Research

Industry-Engaged Pedagogy and Institutional Innovation

Industry partnership as a method for design pedagogy, not a veneer applied over coursework. Building the institutional infrastructure that makes the encounter productive — contracts, sequencing, expectations, scaffolding.

This strand grows directly from the institutional work I have done at Illinois Institute of Technology since 2018: building the College of Engineering Management’s experiential-media curriculum, leading IPRO Labs studios that have served more than 1,300 students, and co-teaching the Art of Data Visualization course across SAIC and Northwestern. Across all of it, the operative question has been whether industry partnership can function as a serious method for design pedagogy — not merely as a real-world veneer applied over coursework that would otherwise be the same.

The argument is that it can, and that getting there requires institutional infrastructure most universities do not have. A real industry-partnered studio is not a course with a guest critic; it is a sustained collaboration in which the partner brings a problem they actually need solved, the students bring methods they are still acquiring, and the faculty member underwrites the pedagogical scaffolding that makes the encounter productive for everyone. That scaffolding includes contractual structures around IP, communication norms with non-academic partners, expectations around the deliverable, and — most importantly — the curricular sequencing that prepares students to do this work in the first place. None of these scale automatically.

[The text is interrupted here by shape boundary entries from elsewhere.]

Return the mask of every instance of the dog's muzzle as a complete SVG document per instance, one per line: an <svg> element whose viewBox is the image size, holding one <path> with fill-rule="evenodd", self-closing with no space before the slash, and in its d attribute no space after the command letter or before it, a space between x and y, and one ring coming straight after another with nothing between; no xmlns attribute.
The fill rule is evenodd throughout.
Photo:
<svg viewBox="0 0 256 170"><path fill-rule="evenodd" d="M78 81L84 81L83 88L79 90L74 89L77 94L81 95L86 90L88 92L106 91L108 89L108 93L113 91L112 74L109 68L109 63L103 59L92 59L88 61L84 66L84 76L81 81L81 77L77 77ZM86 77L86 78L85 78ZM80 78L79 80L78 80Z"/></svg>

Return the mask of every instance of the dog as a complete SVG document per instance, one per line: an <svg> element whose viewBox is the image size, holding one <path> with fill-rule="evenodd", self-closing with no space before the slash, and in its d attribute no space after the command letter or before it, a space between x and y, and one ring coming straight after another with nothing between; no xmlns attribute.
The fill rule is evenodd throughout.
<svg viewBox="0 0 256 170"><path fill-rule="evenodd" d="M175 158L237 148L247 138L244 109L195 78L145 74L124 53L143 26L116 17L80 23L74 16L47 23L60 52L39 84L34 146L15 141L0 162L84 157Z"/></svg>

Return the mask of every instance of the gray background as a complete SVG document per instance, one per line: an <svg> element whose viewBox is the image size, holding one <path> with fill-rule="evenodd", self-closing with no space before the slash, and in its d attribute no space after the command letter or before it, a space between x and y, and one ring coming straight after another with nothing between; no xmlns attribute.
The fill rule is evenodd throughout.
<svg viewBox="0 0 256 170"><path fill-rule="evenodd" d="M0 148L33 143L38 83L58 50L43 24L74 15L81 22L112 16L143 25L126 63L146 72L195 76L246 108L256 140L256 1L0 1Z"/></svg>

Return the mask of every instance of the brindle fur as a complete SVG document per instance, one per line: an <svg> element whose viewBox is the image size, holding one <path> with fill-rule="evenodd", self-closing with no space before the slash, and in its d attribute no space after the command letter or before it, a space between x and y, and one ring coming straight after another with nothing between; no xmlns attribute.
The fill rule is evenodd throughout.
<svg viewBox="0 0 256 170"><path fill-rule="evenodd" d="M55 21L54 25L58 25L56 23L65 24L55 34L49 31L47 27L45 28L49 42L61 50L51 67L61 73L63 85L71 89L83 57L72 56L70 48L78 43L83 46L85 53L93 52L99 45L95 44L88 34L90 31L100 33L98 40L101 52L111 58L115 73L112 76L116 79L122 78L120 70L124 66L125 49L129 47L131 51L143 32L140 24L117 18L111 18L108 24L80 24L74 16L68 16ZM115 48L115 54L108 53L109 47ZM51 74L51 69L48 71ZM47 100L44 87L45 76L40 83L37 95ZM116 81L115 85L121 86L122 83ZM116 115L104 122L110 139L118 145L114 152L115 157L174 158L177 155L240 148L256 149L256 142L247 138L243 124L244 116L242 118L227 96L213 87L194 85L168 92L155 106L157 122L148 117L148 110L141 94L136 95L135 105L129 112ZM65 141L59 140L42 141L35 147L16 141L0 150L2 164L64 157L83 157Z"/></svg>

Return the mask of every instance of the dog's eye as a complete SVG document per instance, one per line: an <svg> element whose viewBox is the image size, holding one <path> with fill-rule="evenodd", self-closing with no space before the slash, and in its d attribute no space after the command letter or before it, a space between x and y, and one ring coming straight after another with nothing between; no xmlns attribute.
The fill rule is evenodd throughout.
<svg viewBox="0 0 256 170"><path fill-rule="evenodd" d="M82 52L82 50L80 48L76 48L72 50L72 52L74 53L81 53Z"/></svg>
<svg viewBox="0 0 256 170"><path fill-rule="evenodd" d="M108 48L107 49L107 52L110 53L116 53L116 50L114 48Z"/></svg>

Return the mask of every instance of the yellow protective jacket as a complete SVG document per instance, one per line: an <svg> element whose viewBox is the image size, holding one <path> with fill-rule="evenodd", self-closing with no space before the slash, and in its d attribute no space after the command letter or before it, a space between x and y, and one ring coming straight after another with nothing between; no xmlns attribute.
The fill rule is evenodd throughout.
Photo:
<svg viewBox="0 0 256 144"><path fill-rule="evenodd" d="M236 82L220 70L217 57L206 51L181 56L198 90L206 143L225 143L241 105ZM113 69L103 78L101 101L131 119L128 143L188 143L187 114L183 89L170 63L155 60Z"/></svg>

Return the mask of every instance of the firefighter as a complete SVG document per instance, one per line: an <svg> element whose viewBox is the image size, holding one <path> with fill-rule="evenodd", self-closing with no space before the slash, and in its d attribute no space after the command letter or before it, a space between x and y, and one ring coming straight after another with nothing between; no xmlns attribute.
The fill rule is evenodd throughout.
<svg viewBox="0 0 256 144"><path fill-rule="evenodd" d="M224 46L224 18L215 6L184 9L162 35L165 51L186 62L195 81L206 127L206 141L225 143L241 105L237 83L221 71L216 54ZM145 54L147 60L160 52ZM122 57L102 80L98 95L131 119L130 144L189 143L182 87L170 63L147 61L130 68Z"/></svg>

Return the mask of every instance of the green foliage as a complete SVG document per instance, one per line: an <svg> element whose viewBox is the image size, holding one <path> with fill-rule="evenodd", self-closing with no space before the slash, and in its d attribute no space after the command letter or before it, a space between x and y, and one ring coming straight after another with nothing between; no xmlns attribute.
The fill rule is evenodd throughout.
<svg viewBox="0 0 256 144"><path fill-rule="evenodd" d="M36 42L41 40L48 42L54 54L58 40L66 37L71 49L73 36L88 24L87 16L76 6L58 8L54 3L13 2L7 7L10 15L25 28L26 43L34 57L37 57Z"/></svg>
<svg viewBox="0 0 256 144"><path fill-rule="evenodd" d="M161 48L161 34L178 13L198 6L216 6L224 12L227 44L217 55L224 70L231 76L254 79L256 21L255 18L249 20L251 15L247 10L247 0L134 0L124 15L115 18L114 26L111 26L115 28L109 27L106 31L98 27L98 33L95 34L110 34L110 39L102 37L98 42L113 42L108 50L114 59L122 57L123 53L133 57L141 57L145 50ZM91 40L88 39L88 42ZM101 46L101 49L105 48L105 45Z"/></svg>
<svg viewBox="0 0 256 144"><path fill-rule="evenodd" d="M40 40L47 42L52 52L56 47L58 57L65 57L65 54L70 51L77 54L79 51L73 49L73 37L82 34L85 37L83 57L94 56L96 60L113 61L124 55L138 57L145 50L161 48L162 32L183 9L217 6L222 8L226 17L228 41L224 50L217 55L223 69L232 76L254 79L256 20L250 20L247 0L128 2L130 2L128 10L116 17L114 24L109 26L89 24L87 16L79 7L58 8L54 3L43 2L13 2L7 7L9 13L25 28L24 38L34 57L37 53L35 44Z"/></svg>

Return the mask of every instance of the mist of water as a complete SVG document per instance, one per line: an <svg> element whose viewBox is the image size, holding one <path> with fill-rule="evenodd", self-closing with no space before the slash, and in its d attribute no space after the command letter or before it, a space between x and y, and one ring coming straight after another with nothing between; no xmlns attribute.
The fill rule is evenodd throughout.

My work at the Kaplan Institute and within the College of Engineering Management has been to build that scaffolding. The IPRO Labs framework, the curricular sequencing of the experiential-media degree, the shared-design-studio model with ChiLab Design Studio, and the public Coursera course on data visualization and storytelling are all parts of the same project: making industry-engaged pedagogy reliable enough to teach with. The strand is also, by design, the place where my industry collaborations and my teaching connect — which is why it sits at the center, not the periphery, of my research.